Certainly it changes the problem. This means in particular that Monty can never choose door $3$ (labelled left to right). If Monty chooses door $2$ then we know that the car must be in door $1$. This is information which we never had before.

Edit: A slight mistake from above. I forgot to account for the fact that Monty's decision changes based on the door that we choose. Nevertheless, the game is changed quite a bit due to the asymmetry.

Here are the probability breakdowns. Let $C_i$ be the event that the car is in door $i$ and $M_i$ be the event that Monty opens door $i$.

If we choose door $1$: $$\Pr(C_1|M_2) = 0.5,\ \ \Pr(C_3|M_2)=0.5$$ $$\Pr(C_1|M_3) = 0,\ \ \Pr(C_2|M_3) = 1$$ If we choose door $2$: $$\Pr(C_2|M_1) = 0.5,\ \ \Pr(C_3|M_1) = 0.5$$ $$\Pr(C_1|M_3) = 1,\ \ \Pr(C_2|M_3) = 0$$ If we choose door $3$: $$\Pr(C_2|M_1) = 0.5,\ \ \Pr(C_2|M_1)=0.5$$ $$\Pr(C_1|M_2) = 1,\ \ \Pr(C_3|M_2) = 0$$ So in this asymmetrical game, it depends on the door that Monty chooses.
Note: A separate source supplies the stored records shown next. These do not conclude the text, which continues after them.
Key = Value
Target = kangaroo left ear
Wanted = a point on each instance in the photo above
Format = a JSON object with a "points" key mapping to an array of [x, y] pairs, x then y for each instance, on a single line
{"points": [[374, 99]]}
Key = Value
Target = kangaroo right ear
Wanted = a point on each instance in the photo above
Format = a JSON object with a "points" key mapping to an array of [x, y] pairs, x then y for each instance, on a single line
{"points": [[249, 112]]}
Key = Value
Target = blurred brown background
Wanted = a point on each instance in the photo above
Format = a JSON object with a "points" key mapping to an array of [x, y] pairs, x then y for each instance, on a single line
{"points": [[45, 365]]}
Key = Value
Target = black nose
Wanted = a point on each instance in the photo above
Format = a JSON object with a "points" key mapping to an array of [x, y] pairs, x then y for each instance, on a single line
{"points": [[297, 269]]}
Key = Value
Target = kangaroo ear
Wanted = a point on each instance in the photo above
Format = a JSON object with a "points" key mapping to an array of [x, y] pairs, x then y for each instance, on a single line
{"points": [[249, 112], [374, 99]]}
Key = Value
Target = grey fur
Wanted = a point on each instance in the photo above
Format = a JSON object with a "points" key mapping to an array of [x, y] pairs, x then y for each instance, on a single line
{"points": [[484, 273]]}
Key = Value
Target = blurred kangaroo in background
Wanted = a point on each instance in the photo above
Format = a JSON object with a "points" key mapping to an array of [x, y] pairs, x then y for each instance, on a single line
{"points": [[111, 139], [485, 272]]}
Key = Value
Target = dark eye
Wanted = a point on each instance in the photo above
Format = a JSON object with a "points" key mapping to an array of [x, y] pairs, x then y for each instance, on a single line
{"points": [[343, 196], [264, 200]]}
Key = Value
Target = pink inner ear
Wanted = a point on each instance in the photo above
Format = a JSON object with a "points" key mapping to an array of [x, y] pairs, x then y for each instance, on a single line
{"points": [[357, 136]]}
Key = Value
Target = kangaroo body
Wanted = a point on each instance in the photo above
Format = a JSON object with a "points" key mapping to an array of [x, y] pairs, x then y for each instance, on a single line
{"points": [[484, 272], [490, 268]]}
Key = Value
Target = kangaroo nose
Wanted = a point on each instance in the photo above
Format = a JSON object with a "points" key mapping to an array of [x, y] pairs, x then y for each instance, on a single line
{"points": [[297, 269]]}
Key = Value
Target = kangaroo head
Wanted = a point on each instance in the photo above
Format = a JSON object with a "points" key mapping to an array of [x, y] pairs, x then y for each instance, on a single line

There is no benefit to switching in certain cases, while in others it's a sure win.

Interestingly, if we always keep the decision to switch, then the probability is indeed the same at $\frac{2}{3}$, so the chances of us winning by switching remains $\frac{2}{3}$ but now we have knowledge of when the switch will benefit us and when it will not.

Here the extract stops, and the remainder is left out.